Komen VP for Public Policy Karen Handel Resigns Over Planned Parenthood Debacle

Susan G. Komen for the Cure’s vice president for public policy, Karen Handel, has resigned from the charity following the recent dispute over whether or not the group should continue should offer funding to Planned Parenthood.
By: Boo Jarchow
February 07 2012 3:36 PM

Susan G. Komen for the Cure’s vice president for public policy, Karen Handel, has resigned from the charity following the recent dispute over whether or not the group should continue should offer funding to Planned Parenthood, according to a letter obtained by The Associated Press.

Handel told Komen officials of her support to stop any funding of Planned Parenthood, which provides a range of women’s heath care services, but also said the discussion to do so began prior to her arrival at the charity, and was approved at the top levels. A source with direct knowledge of decision-making at the charity’s headquarters said Handel was a powerful influence in the effort to cut funding.

"I am deeply disappointed by the gross mischaracterizations of the strategy, its rationale, and my involvement in it," Handel said in her letter. "I openly acknowledge my role in the matter and continue to believe our decision was the best one for Komen's future and the women we serve."

Handel also said that the board did not object when introduced to the policy, which was originally presented in November.

The announcement of the funding cuts to Planned Parenthood has been the focus of much media attention and has created a large backlash from supporters of Planned Parenthood.

Komen Founder and CEO Nancy G. Brinker said in a joint statement with the Komen Foundation’s board of directors that the events of the week "have been deeply unsettling" because of "the presumption that the changes made to our funding criteria were done for political reasons or to specifically penalize Planned Parenthood. They were not."

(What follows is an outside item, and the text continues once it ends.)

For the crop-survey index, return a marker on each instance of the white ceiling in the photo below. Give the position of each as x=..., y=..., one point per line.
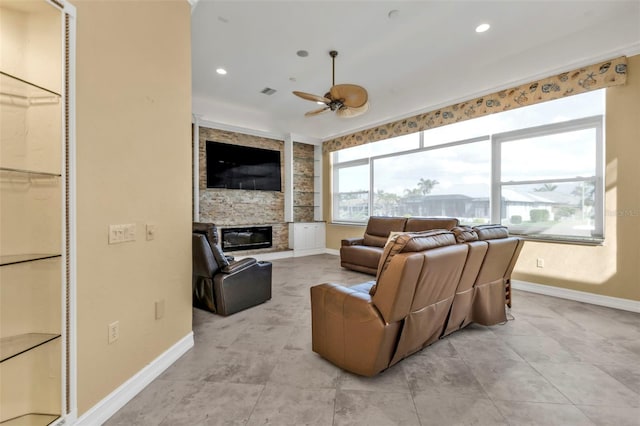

Brinker also committed to restoring funding back to Planned Parenthood, which raised $3 million for its emergency breast health fund, created in the wake of Komen's announcement earlier this week. Brinker said the board members were trying to abide by their new rule, which cut off funding for organizations that were under investigation.

Brinker said she accepted Handel’s resignation and wished her well.

"We have made mistakes in how we have handled recent decisions and take full accountability for what has resulted, but we cannot take our eye off the ball when it comes to our mission," Brinker said in a statement. "To do this effectively, we must learn from what we've done right, what we've done wrong and achieve our goal for the millions of women who rely on us."

Republican members of Congress, led by Florida Rep. Cliff Stearns, have launched an investigation into Planned Parenthood, which has long been the target of conservatives because of its availability to perform abortions and provide birth control. That probe caused the revocation of funds, a spokeswoman for Komen told the AP.